Suddenly, the question is no longer whether align-items is syntactically correct. It is whether the language switch visually sticks to the wrong edge. Whether the image feels too heavy. Whether the spacing looks accidental. Whether the hierarchy works. Whether something simply breaks on mobile.
And in my experience, LLMs have become not too bad at judging visual consistency in such screenshots, which makes them very helpful counterparts in website development. In the first step, the AI works on the code and produces a renderable result without technical errors. Then it receives a screenshot and switches into counterpart mode. The visual inspection produces very different results around alignment, spacing, and visual consistency. It provides a different angle on optimization than the technical code view alone.
As a result, this has become an antagonistic pattern in frontend development that I am very fond of, especially because it means I only rarely have to “push CSS pixels around” anymore. That was never my favorite activity.
The Art Is Finding the Right Counterpart
The more I work with LLMs, the more often I now ask myself:
What could be a good antagonist, a counterpart, that improves the result of this task?
For code, that can be a test author who only specifies behavior. Or a reviewer who only looks for risks. Or a security check that explicitly focuses on exploits.
For writing, it can be an editor who sharpens the thesis. Or a skeptical reader who asks where the text is showing off instead of explaining. Or a source checker who separates experience, plausibility, and verifiable claims.
For frontend work, it can be a screenshot review. For data pipelines, a run with real failure cases. For product decisions, perhaps a cost model or a support perspective.

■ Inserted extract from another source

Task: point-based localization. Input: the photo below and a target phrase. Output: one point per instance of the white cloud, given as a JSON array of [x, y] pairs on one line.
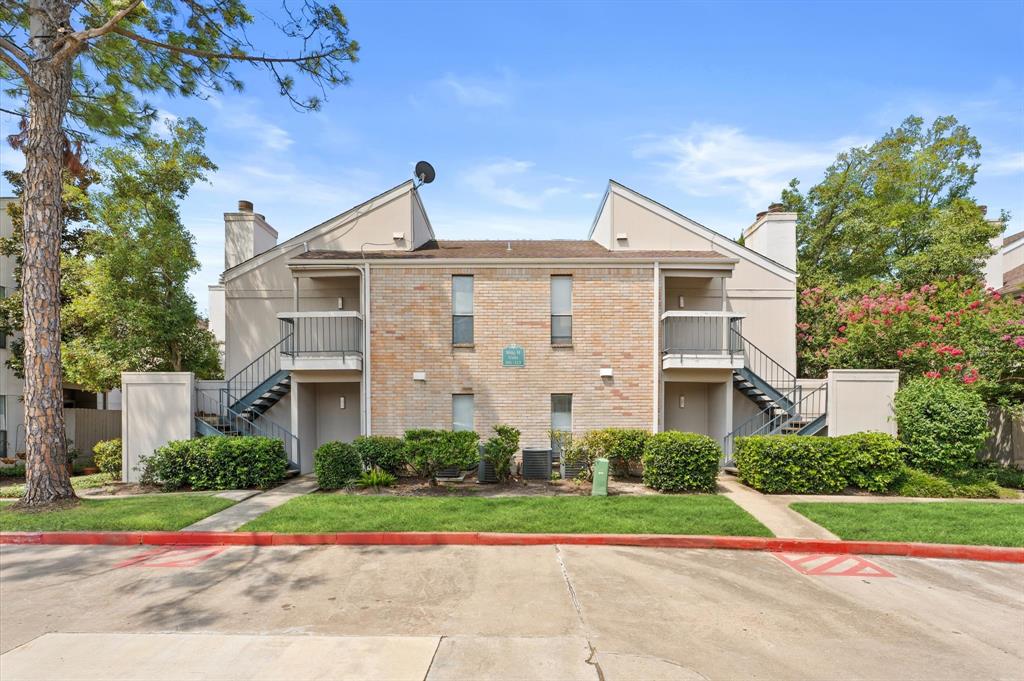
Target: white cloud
[[722, 161], [475, 92], [165, 122], [1003, 163], [494, 181], [237, 114]]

In practice, this can be the difference between “I use AI” and “I build a usable working process that gives me clean results.”
The Human Remains the Orchestrator
Antagonistic patterns do not make AI work automatically true. A comparator can be wrong. A reviewer can overinflate minor issues. A screenshot can make problems visible and still suggest the wrong priority. Three variants can be worse than one carefully guided variant.
But such patterns make decisions easier to discuss.
I see more alternatives. I see more weaknesses and more perspectives. And that lets me, as a human, decide more precisely which suggestion to follow and which one not to.
That is the real benefit for me: not squeezing intelligence out of a single prompt, but structuring work so that generation, criticism, and verification become separate tasks and make the human decision better and easier.